Diageo, the world's biggest spirits group, has today posted a 5% rise in underlying quarterly sales.
The increase was driven by demand for brands including Smirnoff vodka and Captain Morgan rum in the US and across emerging markets.
The group, which posted a 9% rise the same time last year, said today that it had made a "solid" start to its financial year in the July-September first quarter, with volume up 2%.
Underlying quarterly sales in North America, which accounts for around a third of group sales, grew by 6%.
Sales rose by 16% in its Latin America and Caribbean region, 11% in Africa and 2% in the Asia Pacific.
Europe sales declined by 1%. Double-digit percentage growth in sales across Turkey, Russia and Eastern Europe was dragged down by weak trading elsewhere.

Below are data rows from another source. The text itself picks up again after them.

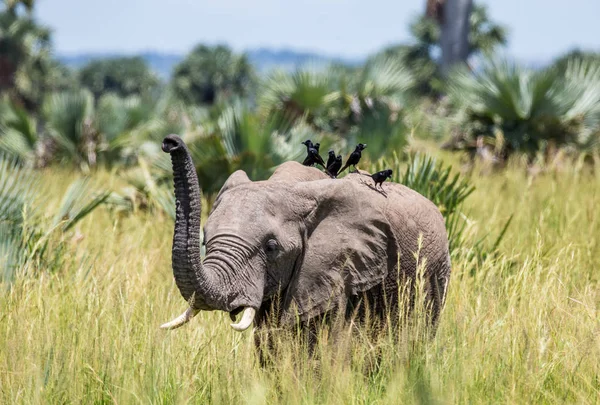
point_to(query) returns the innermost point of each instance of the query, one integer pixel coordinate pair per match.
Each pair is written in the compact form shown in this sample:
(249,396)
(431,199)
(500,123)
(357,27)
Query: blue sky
(538,29)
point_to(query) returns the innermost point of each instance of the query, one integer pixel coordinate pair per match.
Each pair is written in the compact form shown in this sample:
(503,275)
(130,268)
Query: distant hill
(263,59)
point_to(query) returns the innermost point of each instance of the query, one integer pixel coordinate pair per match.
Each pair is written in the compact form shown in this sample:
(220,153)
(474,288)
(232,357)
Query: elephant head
(301,236)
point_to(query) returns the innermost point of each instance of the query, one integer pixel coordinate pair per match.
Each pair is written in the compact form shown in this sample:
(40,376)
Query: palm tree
(513,109)
(24,52)
(422,55)
(455,32)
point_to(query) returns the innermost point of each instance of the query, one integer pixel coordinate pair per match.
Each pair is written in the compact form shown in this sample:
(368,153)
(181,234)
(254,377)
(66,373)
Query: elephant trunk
(187,266)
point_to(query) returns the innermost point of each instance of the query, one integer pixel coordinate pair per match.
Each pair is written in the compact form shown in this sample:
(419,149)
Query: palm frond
(79,200)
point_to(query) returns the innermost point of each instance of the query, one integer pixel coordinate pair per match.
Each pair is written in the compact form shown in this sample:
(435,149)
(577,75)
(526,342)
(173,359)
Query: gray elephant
(304,244)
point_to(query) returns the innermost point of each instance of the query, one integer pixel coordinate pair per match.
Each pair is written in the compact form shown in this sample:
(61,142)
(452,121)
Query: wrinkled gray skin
(303,241)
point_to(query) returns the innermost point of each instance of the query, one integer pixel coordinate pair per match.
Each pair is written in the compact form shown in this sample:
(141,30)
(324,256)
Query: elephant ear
(349,247)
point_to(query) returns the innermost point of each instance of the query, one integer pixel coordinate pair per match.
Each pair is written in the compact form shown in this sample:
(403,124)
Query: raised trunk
(187,265)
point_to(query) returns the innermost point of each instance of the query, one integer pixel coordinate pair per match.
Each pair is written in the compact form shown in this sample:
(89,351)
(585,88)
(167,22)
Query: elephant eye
(272,245)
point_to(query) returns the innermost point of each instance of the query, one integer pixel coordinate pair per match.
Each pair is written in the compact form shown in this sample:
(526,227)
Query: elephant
(306,242)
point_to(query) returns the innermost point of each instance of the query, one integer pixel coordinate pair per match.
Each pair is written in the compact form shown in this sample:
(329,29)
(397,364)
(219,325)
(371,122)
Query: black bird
(380,177)
(354,157)
(331,158)
(334,168)
(312,154)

The management statement noted that revenues in Southern Europe and Ireland continued to be impacted "by the economic situation in those markets" and that consumer demand in France was hit by January's duty increases.
Underlying sales exclude the impact of acquisitions.

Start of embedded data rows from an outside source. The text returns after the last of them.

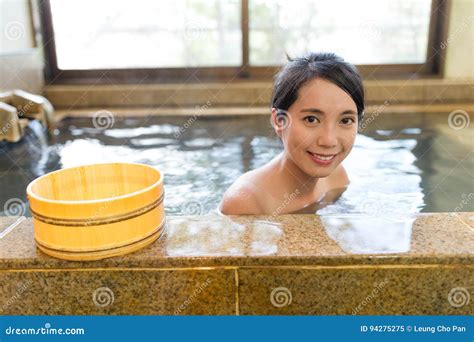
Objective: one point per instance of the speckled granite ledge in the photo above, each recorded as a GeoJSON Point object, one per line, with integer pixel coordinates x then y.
{"type": "Point", "coordinates": [289, 264]}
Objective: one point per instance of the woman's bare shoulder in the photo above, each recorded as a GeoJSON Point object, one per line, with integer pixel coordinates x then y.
{"type": "Point", "coordinates": [242, 198]}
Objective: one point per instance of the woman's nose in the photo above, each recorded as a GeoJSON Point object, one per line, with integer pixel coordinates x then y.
{"type": "Point", "coordinates": [327, 137]}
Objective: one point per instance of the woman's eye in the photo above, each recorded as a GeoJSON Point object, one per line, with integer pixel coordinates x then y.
{"type": "Point", "coordinates": [348, 121]}
{"type": "Point", "coordinates": [311, 119]}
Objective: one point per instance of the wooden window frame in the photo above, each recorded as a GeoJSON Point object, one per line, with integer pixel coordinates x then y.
{"type": "Point", "coordinates": [433, 68]}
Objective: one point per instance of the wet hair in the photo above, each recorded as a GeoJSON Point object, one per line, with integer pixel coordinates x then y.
{"type": "Point", "coordinates": [325, 65]}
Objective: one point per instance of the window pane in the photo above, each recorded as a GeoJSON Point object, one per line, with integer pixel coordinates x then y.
{"type": "Point", "coordinates": [362, 31]}
{"type": "Point", "coordinates": [146, 34]}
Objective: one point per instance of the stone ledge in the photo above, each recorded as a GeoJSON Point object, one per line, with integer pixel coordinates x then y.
{"type": "Point", "coordinates": [228, 265]}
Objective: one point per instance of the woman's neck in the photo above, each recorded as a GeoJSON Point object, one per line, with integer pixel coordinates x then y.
{"type": "Point", "coordinates": [293, 177]}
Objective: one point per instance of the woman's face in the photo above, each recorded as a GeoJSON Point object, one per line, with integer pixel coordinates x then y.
{"type": "Point", "coordinates": [320, 129]}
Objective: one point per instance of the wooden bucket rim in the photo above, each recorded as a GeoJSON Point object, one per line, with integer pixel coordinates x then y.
{"type": "Point", "coordinates": [31, 194]}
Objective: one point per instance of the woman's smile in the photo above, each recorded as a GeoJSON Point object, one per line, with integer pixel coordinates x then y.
{"type": "Point", "coordinates": [322, 159]}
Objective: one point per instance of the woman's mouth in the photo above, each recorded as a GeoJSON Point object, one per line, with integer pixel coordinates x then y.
{"type": "Point", "coordinates": [322, 159]}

The maker of Guinness, Johnnie Walker whisky and Tanqueray gin expects half its turnover to come from fast-growing Asian, African and Latin American markets by 2015 compared with nearly 40% in its last financial year.

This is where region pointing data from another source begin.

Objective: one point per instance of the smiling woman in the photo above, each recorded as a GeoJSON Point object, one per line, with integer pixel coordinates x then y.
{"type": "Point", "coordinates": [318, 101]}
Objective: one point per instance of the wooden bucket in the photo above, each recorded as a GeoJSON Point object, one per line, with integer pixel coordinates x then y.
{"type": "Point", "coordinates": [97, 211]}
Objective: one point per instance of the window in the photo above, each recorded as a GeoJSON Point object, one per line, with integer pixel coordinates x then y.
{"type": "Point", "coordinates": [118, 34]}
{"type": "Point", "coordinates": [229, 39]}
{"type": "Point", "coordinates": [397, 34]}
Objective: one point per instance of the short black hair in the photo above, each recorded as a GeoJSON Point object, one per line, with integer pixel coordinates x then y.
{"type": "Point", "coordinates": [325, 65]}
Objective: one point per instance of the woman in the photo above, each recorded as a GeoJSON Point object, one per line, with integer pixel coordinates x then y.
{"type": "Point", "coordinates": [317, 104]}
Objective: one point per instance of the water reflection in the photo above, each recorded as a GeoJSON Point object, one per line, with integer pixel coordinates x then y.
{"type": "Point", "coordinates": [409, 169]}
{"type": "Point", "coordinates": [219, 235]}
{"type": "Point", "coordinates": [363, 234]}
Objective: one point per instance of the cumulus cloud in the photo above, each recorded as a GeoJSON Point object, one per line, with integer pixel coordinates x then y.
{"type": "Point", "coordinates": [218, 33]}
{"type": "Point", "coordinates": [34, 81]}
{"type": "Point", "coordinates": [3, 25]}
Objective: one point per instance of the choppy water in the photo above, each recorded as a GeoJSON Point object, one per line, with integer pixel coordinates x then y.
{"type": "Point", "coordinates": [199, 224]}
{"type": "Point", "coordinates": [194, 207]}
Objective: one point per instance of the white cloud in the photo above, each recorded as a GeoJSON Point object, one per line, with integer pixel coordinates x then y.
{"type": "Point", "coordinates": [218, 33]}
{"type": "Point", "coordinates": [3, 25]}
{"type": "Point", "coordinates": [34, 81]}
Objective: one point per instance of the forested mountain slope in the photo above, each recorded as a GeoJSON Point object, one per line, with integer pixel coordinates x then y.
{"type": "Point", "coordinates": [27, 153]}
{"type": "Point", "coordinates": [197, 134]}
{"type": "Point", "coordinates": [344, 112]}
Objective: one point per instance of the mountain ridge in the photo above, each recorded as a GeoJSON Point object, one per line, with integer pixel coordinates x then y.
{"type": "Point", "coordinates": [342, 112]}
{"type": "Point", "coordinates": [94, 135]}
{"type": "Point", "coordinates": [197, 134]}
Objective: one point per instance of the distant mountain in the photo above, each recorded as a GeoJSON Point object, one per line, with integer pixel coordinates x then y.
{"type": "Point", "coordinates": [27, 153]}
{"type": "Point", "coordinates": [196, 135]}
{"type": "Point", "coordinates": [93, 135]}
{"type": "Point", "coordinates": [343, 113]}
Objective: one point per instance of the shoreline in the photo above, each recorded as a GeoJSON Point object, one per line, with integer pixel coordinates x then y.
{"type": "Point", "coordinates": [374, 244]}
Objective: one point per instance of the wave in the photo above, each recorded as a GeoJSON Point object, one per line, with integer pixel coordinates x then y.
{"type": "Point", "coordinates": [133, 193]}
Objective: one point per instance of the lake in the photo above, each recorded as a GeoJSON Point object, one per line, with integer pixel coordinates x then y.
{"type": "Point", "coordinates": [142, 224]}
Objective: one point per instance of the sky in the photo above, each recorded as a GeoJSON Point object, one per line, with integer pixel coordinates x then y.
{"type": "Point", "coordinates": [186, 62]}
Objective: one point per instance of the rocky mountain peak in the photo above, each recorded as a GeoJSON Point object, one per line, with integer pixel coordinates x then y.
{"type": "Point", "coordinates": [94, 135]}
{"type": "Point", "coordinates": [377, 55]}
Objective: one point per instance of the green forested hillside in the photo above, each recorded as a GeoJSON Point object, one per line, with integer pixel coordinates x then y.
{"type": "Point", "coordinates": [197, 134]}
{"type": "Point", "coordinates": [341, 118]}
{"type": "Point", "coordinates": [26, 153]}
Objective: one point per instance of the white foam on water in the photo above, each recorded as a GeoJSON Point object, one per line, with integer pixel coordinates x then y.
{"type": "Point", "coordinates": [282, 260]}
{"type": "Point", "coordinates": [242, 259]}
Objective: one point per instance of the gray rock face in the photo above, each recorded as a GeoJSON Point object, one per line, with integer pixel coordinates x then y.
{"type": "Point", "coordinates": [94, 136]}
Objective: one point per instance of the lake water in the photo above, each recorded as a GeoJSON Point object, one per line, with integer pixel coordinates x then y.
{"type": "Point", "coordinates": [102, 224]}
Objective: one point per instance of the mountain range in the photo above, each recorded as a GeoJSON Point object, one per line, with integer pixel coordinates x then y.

Diageo is in talks to acquire a stake in Indian billionaire Vijay Mallya's United Spirits Ltd, reviving an on-off courtship that would ramp up its presence in the world's largest whisky market.
The group, which has long coveted an expanded presence in India, is looking initially to buy a 15% stake from Mallya's UB Group, which owns about 28% of United Spirits, and a further 10% from other shareholders, one banker familiar with the matter told Reuters last month.
As part of its growth strategy, Diageo is also believed to be eyeing the acquisition of a minority stake in Mexican tequila maker Jose Cuervo from its owners, the Beckmann family.